BioJava:CookBook3:ParsingBlastXMLOutput

How can I use Blast XML output in my program?

This page describes how to get Java objects from Blast results XML file in a few simple steps.

Steps similar to those described below could also be applied to use output from any other bioinformatics related services, capable of returning results in XML format.

Acquire Blast output in XML format

It can be done in various ways, including saving manual Blast search results in XML format or by using biojava’s NCBIQBlastService.
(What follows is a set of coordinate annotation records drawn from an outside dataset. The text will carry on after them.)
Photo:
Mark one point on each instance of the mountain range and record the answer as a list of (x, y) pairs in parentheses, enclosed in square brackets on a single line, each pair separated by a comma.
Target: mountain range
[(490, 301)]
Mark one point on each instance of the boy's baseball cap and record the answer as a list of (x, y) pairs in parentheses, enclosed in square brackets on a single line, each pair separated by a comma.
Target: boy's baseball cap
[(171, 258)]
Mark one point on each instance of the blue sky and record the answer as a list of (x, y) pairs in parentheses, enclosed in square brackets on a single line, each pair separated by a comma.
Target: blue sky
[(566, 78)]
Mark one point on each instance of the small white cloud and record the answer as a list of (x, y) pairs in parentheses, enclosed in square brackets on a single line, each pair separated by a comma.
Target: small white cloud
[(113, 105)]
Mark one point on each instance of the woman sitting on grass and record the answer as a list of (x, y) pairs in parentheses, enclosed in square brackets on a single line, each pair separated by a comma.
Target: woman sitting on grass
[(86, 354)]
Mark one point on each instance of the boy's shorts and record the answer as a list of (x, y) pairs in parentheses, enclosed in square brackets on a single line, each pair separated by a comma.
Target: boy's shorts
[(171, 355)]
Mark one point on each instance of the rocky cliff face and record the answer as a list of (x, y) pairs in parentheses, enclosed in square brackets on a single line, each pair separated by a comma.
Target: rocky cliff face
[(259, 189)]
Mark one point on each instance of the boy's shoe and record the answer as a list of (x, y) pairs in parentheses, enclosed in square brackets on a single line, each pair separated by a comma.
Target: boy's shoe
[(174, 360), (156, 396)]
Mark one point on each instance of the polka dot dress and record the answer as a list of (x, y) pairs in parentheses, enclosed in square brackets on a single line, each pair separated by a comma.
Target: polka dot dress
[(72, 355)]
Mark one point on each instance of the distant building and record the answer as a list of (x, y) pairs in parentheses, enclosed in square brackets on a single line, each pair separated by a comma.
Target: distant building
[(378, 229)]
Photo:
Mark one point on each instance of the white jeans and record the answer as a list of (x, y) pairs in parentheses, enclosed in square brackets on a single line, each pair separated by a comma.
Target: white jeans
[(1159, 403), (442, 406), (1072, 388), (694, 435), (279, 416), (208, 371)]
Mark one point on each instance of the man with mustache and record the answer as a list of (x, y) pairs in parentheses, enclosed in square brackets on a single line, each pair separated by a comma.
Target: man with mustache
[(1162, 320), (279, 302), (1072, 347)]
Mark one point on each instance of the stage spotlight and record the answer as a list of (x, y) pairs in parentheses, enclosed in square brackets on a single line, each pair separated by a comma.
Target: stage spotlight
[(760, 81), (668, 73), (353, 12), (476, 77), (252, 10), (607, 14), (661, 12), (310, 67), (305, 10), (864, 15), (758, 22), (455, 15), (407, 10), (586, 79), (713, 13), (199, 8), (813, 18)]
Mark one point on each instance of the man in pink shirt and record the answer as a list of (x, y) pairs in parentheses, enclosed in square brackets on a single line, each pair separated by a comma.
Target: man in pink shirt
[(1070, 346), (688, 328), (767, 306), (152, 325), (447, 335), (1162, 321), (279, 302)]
Blast output XML file should look like this (note the root element BlastOutput):

<?xml version=”1.0”?> <!DOCTYPE BlastOutput PUBLIC “-//NCBI//NCBI BlastOutput/EN” “NCBI_BlastOutput.dtd”>

...

</xml>

Acquire referenced schema files

You might need referenced schema files: NCBI_BlastOutput.dtd, NCBI_BlastOutput.mod.dtd and NCBI_Entity.mod.dtd (they can be downloaded from 1).

Generate necessary Java classes

It can be done using xjc tool (part of Java Architecture for XML Binding (JAXB)), which accepts an XML schema and generates Java classes. The generated classes contain properties, which map to the XML elements defined in the schema.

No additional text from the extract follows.